Hopster: We're in the home stretch! After a year of waiting, countless months of viewing, and weeks of recapping, we are just days away from the biggest night in movies. Well, at least it used to be. The Academy Awards used to draw in upwards of 40 million people to watch the telecast -- last year, about 10 million people tuned in. In a time when streaming has cemented its stronghold in the distribution and consumption practices of the film industry as we know it, the Oscars are likely on the brink of a seismic occurrence. The two frontrunners for Best Picture on Sunday, The Power of the Dog and CODA, were both (predominantly) streaming movies (on Netflix and Apple TV+, respectively). In the past few years, streamers have picked up serious recognition from the Academy, but this could be the year where they completely take over. Eight of the ten nominees competing for Best Picture either debuted or showed up on a streaming service for an extended period of time, which is clearly a serious change from years past at the Oscars. Has this increased accessibility been beneficial for the contending films? It's hard to say, but my bet is that it hasn't hurt. As of today, here are the odds and probabilities for each Best Picture nominee:[^1]

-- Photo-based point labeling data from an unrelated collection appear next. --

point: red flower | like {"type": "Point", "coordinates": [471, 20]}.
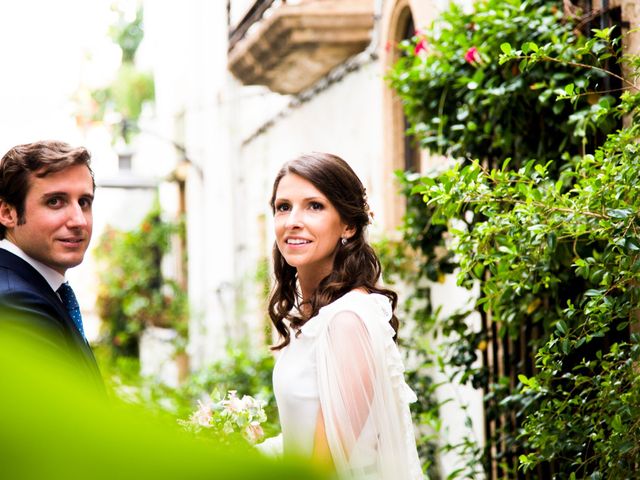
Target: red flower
{"type": "Point", "coordinates": [472, 56]}
{"type": "Point", "coordinates": [421, 46]}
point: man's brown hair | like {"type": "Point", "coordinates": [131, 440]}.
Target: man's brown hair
{"type": "Point", "coordinates": [39, 159]}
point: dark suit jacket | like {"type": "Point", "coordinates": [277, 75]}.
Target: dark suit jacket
{"type": "Point", "coordinates": [28, 302]}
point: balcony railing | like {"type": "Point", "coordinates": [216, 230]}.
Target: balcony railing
{"type": "Point", "coordinates": [288, 46]}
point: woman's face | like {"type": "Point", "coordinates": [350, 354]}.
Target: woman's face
{"type": "Point", "coordinates": [308, 227]}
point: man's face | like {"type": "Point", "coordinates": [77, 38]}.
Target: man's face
{"type": "Point", "coordinates": [58, 218]}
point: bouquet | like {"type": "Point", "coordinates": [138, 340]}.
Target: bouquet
{"type": "Point", "coordinates": [228, 417]}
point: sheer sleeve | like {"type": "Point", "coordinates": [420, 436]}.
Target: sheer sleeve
{"type": "Point", "coordinates": [365, 416]}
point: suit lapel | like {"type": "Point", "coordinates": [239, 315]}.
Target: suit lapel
{"type": "Point", "coordinates": [41, 287]}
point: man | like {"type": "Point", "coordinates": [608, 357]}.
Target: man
{"type": "Point", "coordinates": [46, 196]}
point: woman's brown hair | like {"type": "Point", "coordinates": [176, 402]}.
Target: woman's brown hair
{"type": "Point", "coordinates": [355, 265]}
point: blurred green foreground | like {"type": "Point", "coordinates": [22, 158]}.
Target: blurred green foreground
{"type": "Point", "coordinates": [56, 425]}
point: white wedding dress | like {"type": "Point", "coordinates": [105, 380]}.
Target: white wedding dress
{"type": "Point", "coordinates": [345, 362]}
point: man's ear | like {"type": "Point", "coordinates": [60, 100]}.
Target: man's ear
{"type": "Point", "coordinates": [8, 214]}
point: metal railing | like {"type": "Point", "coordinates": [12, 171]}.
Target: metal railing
{"type": "Point", "coordinates": [253, 16]}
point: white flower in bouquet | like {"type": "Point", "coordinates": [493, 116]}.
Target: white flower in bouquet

|The Power of the Dog||(-140)||58.3%|
|West Side Story||(+3500)||2.8%|
|Don't Look Up||(+6500)||1.5%|
|Drive My Car||(+6500)||1.5%|
Unlike last year when Nomadland was the overall heavy favorite and winner at the Oscars, this year's race is a coin toss at this point. Both The Power of the Dog and CODA have been cleaning up this awards season -- here are just a few of the most presitigous awards each film has received:
The Power of the Dog
After weeks of The Power of the Dog running the cleaning up at every show, CODA gradually picked up steam with every victory claimed by Troy Kotsur for his performance in the film. At the SAG Awards Kotsur won again, except this time, the ensemble cast won the top prize at the end of the ceremony, which was a bit of a surprise. Since then, CODA won big at both the Producers Guild of America (PGA) Awards and the Writers Guild of America (WGA) Awards (though The Power of the Dog was not competing at the former); notably, the winning at the PGAs has served a predictor for which film will win Best Picture at the Oscars in 11 out of the last 14 years. So, why the late surge for CODA? Well first off, it's only extremely well written, directed, and acted -- it is absolutely deserving of the praise and recognition its garnered. Additionally, Apple has done a great job of promoting the movie and has capitalized on the momentum that every major victory its received on the Oscar campaign trail. As the buzz and word of mouth has spread, CODA's chance of winning have steadily increased. And maybe most important of all is that the movie is uplifting, mainstream entertainment; it's a total crowd-pleaser built around family, and it makes active strides to connect with a population of people that have often been absent from the Academy Awards -- the Deaf community. People who call this an "elevated Hallmark movie" are completely discrediting the active greatness and magic that Heder and company have created in CODA. I wouldn't be shocked if Oscar voters gravitate towards a film with a feel-good ending as opposed to the alternative, which is the dark, psychologically-warped ending found in The Power of the Dog. While I do think Campion's film leaves a lot of moral wiggle room for in-depth interpretation, the ending does not leave audiences with what I would describe as a "feel-good aftertaste." How close this race is begs the following question: What should Best Picture try and encapsulate? Five years from now when we're looking back, are we going to think of CODA as anything more than a "mid-level, feel-good flick?" Are we going to think about The Power of the Dog as something less than "auterist cinema meets streaming service?" These are hard to answer questions in the moment, and what should be coronated with the Best Picture is a complicated conundrum.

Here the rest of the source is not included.